Ha dicho Carme
Forcadell: «Catalunya vuelve a tener presos políticos como hace cuarenta años.»
Es una afirmación cuando menos dudosa. Ha añadido: «Se nos ha tratado como a
delincuentes por el simple hecho de hacer posible que la gente vote.» Es una mentira
rotunda. Los catalanes hemos votado con toda normalidad en tantas ocasiones
como se nos ha convocado. No ha sido “imposible” votar en ninguna ocasión, desde
hace esos mismos cuarenta años. Nos gustaría también votar, con garantías e
igualdad de oportunidades para todas las posturas, en una consulta sobre el
futuro que deseamos para Catalunya; muchos, sin embargo, rechazamos votar unilateralmente,
y teniendo una ley de desconexión – que por lo demás tampoco se nos permite votar
– pendiente sobre nuestras cabezas como la espada de Damocles.
El alto mando
independentista se echa las manos a la cabeza por la intervención
demasiadamente expeditiva de la guardia civil, cuando es lo que ha estado
anhelando durante todo el forcejeo previo con las instituciones del Estado (con
las instituciones judiciales sobre todo, porque el ejecutivo se ha llamado reiteradamente
andana). A Junqueras se le escaparon las lágrimas al pensar en sus colaboradores
retenidos en el cuartelillo. ¡Martirio! Y es que solo el martirio convincente de
algunos patriotas puede desencallar la nave anhelante de marchar rumbo a Ítaca.
En el “relato”
nacionalista catalán (ahora está de moda centrarse en los relatos para explicar
los sucesos) han figurado desde la primera hora los grandes temas de la Pérdida,
la Opresión, el Agravio, el Expolio y la Resistencia, todos con mayúsculas. En
un sugestivo ensayo de Fernando Molina y Alejandro Quiroga (1), se analiza el
escaso eco de tal relato en la ciudadanía durante treinta años, desde su
siembra metódica en 1980 hasta su resurgimiento repentino en 2010 de la mano de
una campaña masiva desde los poderes institucionales. Incluso entonces, hizo
falta una sobredeterminación de circunstancias para que arraigara como trending topic. La crisis, el
hundimiento del Estado social, la ausencia de perspectivas entre los jóvenes,
el crecimiento de las bolsas de pobreza hasta afectar a buena parte de las que
antes se tenían a sí mismas por “clases medias”, de un lado; el torpedeamiento
del nuevo Estatut desde el Tribunal Constitucional, de otro lado. Aun entonces,
mucho más eficaz que la historia manida de un agravio secular fue el grito de
alarma: «¡España nos roba!» La gente no se sintió de pronto nacionalista; se
sintió estafada. Su reacción fue similar a la de las plazas de otras ciudades españolas
en el 15M. Pero aquí hubo una variante importante: el No a la Casta dio paso a un
No a España.
A España en teoría,
a una España lejana y enteramente desprovista de atractivo. La cohesión en
torno a España había estado basada en el paraguas del Estado social, y ese
paraguas cada día era más chico, cada día traspasaban más las salpicaduras de la
que estaba cayendo. En esas circunstancias se vino abajo el “otro” relato
nacional español, el mito de la Transición ejemplar y el Consenso fructífero.
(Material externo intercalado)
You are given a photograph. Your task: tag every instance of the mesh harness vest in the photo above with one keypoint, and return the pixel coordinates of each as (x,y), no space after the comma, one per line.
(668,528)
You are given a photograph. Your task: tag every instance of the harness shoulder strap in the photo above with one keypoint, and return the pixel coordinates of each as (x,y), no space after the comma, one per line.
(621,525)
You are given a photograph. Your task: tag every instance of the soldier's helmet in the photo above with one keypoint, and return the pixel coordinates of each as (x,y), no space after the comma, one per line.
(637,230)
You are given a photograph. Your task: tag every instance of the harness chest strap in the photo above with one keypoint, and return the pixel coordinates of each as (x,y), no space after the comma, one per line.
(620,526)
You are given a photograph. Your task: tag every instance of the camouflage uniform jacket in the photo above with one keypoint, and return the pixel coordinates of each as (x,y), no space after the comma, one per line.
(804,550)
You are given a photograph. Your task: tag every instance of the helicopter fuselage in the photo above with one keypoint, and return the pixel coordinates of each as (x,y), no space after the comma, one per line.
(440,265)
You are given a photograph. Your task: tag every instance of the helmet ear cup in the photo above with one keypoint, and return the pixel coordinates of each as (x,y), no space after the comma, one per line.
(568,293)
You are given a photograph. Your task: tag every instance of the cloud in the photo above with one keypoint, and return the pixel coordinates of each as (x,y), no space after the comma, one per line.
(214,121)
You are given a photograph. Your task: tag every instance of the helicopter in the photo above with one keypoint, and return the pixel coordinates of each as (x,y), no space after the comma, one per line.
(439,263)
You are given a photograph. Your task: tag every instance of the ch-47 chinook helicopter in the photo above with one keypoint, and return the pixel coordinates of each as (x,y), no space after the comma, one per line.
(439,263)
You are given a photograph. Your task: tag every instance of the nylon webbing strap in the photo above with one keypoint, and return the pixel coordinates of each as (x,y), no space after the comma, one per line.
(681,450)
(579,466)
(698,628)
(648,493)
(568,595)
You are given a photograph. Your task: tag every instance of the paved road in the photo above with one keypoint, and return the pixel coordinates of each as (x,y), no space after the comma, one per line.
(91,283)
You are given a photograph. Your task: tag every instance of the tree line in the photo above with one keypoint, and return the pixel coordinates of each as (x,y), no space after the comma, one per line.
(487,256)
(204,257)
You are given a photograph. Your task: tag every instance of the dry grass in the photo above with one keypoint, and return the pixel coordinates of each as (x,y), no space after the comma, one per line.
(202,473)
La Transición apareció de pronto como una trampa, el consenso como un
engañabobos.
En toda España. En
Cataluña también.
Ahora, las prisas
de la Generalitat por tapar sus propias fechorías y aprovechar lo que perciben
como una ventana de oportunidad, ha conducido a un choque frontal disparatado,
desprovisto de cualquier atisbo de legitimidad. Rajoy se siente cómodo en ese
terreno; pero Mas, Junqueras y Puigdemont también. No habrá independencia, seguro,
pero las próximas elecciones podrán ganarlas con desahogo si consiguen añadir al
cóctel nacionalista unas cuantas gotas de martirio.
En esas estamos.
(1) “¿Una fábrica
de independentistas? Procesos de nacionalización en Cataluña”, en S. Forti, A.
Gonzàlez i Vilalta y A. Ucelay Da-Cal (eds.), El proceso separatista en Cataluña. Comares Historia 2017.